As an extension to its exhibition of Soviet TASS news agency posters from World War II, the Art Institute of Chicago has launched a Tumblr that will update daily with examples of these handmade propaganda efforts…

Windows on the War: Soviet TASS Posters at Home and Abroad, 1941-1945 is on show at the Chicago gallery which has just launched tass-posters.tumblr.com – an exhibition-specific Tumblr highlighting the range of posters that chronicled the Soviet Union’s endeavors during World War II.

The Telegrafnoye agentstvo Sovetskovo Soyuza (Telegraph Agency), abbreviated to TASS, was the Soviet Union’s internal and external news agency during World War II. It enlisted hundreds of artists to aid the nation’s war effort, producing daily editions of posters that were then displayed in windows and shopfronts.

“They produced, assembly-line style, editions of between one hundred and one thousand striking and sizable posters entirely by hand with a labour-intensive technical virtuosity previously unheard of in poster production,” explain the curators on the exhibition website.

“Some of the most intricate and chromatically brilliant designs demanded 60 to 70 different stencils and colour divisions,” they continue. “In collaboration with the Ne boltai!
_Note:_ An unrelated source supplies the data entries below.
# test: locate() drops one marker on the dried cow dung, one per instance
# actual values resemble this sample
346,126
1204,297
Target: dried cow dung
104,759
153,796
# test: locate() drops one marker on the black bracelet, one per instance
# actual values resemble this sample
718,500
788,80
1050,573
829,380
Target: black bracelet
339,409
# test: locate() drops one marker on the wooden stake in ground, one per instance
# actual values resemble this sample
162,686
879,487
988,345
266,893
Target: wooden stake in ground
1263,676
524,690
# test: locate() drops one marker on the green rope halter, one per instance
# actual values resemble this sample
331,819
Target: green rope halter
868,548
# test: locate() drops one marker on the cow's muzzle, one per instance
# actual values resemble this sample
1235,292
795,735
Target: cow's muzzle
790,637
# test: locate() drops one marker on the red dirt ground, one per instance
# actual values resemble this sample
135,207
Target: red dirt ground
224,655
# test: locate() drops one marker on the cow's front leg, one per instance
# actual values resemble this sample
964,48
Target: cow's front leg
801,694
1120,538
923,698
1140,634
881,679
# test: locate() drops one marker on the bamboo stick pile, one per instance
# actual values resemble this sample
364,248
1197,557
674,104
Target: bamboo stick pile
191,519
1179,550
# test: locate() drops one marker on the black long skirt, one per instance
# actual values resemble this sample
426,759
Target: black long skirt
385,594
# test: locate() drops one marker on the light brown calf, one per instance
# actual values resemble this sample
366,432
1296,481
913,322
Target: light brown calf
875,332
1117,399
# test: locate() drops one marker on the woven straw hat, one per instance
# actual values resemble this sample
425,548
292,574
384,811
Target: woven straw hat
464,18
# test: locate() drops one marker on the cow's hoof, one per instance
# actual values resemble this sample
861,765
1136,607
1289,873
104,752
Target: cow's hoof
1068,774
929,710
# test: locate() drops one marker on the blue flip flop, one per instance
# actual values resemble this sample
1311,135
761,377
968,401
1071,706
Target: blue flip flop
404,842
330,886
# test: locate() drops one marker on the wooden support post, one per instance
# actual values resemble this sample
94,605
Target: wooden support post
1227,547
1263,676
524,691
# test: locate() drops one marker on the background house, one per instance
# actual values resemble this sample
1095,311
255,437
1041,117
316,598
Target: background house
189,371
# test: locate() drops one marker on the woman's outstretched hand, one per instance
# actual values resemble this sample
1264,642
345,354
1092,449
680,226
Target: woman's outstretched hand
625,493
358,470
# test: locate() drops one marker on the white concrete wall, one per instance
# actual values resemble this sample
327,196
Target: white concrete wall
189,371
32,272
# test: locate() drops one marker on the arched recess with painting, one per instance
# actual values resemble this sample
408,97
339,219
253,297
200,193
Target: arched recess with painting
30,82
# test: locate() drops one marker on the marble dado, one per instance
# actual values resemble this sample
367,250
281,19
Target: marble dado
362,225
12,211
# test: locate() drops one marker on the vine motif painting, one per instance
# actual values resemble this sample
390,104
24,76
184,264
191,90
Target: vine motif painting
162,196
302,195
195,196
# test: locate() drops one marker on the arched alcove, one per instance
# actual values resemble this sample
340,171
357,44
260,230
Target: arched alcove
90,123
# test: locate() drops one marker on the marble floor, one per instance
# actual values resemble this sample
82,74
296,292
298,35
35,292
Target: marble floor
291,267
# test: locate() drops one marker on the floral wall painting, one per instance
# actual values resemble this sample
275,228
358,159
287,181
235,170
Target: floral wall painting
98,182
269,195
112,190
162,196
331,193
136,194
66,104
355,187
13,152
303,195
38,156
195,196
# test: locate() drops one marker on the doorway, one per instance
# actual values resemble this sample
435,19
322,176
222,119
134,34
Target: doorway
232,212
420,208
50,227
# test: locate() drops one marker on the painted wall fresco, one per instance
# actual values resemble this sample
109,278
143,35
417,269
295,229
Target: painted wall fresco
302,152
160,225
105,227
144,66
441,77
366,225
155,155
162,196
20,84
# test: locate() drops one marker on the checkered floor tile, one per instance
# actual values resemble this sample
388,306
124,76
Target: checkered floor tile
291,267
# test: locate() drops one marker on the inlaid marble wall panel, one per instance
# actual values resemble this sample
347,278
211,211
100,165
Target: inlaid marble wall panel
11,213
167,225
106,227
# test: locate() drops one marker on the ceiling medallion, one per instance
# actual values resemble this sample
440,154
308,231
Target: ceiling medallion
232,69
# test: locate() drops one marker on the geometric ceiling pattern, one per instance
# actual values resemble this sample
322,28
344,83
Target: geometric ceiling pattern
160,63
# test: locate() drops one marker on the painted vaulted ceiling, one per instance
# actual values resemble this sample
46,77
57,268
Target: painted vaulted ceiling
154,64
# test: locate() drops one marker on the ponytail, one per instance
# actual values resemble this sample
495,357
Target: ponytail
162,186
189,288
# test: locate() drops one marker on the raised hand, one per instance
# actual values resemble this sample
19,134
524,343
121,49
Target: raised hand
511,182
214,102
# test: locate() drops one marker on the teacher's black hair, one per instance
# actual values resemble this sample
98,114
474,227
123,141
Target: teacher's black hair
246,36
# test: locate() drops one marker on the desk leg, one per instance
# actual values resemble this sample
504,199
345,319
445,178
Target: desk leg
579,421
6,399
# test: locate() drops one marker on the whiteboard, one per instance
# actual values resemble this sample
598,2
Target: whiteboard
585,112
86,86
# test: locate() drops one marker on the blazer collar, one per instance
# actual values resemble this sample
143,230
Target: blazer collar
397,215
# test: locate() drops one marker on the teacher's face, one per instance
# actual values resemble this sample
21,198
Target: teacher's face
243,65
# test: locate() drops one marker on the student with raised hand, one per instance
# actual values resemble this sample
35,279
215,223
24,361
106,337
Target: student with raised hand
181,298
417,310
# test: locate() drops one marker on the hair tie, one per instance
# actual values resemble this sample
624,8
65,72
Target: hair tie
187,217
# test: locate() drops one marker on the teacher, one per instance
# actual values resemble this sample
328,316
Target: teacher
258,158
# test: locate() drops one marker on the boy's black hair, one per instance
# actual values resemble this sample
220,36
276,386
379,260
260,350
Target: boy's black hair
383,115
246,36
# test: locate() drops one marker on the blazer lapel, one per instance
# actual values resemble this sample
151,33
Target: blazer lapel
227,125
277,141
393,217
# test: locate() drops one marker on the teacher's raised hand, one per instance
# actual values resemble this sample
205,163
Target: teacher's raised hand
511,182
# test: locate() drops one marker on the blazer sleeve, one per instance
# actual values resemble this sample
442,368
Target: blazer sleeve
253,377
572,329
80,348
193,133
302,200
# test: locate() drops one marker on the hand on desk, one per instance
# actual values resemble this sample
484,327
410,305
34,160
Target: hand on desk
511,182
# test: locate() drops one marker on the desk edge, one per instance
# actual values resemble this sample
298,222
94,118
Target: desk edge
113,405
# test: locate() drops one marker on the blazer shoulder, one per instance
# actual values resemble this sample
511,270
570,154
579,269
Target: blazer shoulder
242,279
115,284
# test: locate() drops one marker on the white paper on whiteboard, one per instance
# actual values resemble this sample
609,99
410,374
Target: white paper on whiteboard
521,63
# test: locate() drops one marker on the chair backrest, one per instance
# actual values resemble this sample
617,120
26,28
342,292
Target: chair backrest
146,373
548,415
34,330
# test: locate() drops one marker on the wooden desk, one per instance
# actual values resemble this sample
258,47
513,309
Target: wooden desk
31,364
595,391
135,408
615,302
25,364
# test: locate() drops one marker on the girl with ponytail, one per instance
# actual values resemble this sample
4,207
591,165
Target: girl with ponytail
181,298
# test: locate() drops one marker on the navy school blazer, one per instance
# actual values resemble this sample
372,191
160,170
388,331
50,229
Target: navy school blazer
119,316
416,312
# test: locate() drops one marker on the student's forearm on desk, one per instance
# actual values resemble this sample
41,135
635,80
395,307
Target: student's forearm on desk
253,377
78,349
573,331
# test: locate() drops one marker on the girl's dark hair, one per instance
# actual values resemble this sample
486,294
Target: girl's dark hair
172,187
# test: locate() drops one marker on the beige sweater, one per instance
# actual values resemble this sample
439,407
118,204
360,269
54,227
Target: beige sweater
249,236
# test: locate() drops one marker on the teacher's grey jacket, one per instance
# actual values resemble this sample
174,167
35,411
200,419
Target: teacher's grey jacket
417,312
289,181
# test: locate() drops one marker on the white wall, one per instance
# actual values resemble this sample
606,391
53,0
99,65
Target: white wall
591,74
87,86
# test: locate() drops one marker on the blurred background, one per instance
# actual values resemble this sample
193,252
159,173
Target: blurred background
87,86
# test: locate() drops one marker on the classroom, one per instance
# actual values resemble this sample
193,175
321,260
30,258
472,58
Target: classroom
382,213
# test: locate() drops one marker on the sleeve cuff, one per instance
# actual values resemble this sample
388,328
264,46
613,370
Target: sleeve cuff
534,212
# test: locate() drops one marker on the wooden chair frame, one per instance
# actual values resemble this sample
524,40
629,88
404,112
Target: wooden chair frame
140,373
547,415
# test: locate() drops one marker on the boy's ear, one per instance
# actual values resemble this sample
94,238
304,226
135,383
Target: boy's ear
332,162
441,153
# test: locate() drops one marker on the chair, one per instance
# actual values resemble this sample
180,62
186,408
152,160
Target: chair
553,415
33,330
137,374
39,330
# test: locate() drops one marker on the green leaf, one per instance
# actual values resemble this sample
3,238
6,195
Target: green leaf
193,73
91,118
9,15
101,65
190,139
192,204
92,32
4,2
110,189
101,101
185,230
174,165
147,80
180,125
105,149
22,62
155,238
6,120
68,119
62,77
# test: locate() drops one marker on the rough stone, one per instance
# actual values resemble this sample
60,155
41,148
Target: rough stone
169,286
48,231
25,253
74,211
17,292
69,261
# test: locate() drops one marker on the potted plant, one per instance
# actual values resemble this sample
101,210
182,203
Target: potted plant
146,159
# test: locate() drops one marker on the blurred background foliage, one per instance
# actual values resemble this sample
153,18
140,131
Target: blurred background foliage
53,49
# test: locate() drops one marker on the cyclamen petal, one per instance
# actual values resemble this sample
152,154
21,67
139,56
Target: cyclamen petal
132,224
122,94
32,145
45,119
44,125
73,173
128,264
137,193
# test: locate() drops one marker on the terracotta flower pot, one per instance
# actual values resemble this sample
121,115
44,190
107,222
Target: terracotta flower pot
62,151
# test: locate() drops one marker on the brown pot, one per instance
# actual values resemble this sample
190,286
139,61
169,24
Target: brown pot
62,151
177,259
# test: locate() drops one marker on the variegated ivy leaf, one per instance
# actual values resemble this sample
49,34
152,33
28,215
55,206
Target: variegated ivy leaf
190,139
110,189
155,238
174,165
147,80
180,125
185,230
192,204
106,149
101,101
Collection of 20th-century propaganda, Windows on the War marks the first time the handmade posters have been displayed in the United States since World War II, bringing to the fore many Soviet artists little known in this country.”

Vladimir Vasilevich Lebedev, Russian, 1891-1967. A Belorussian Landscape, July 31, 1944

Kukryniksy, Russian. Thunderous Blow, June 17, 1942

Kukryniksy (Mikhail V. Kupriyanov, Porfiry N. Krylov, and Nikolai A. Sokolov), Russian. Meeting Over Berlin, 1941. (Ne boltai! Collection)

Posters will be added daily to tass-posters.tumblr.com until the end of the exhibition on October 23.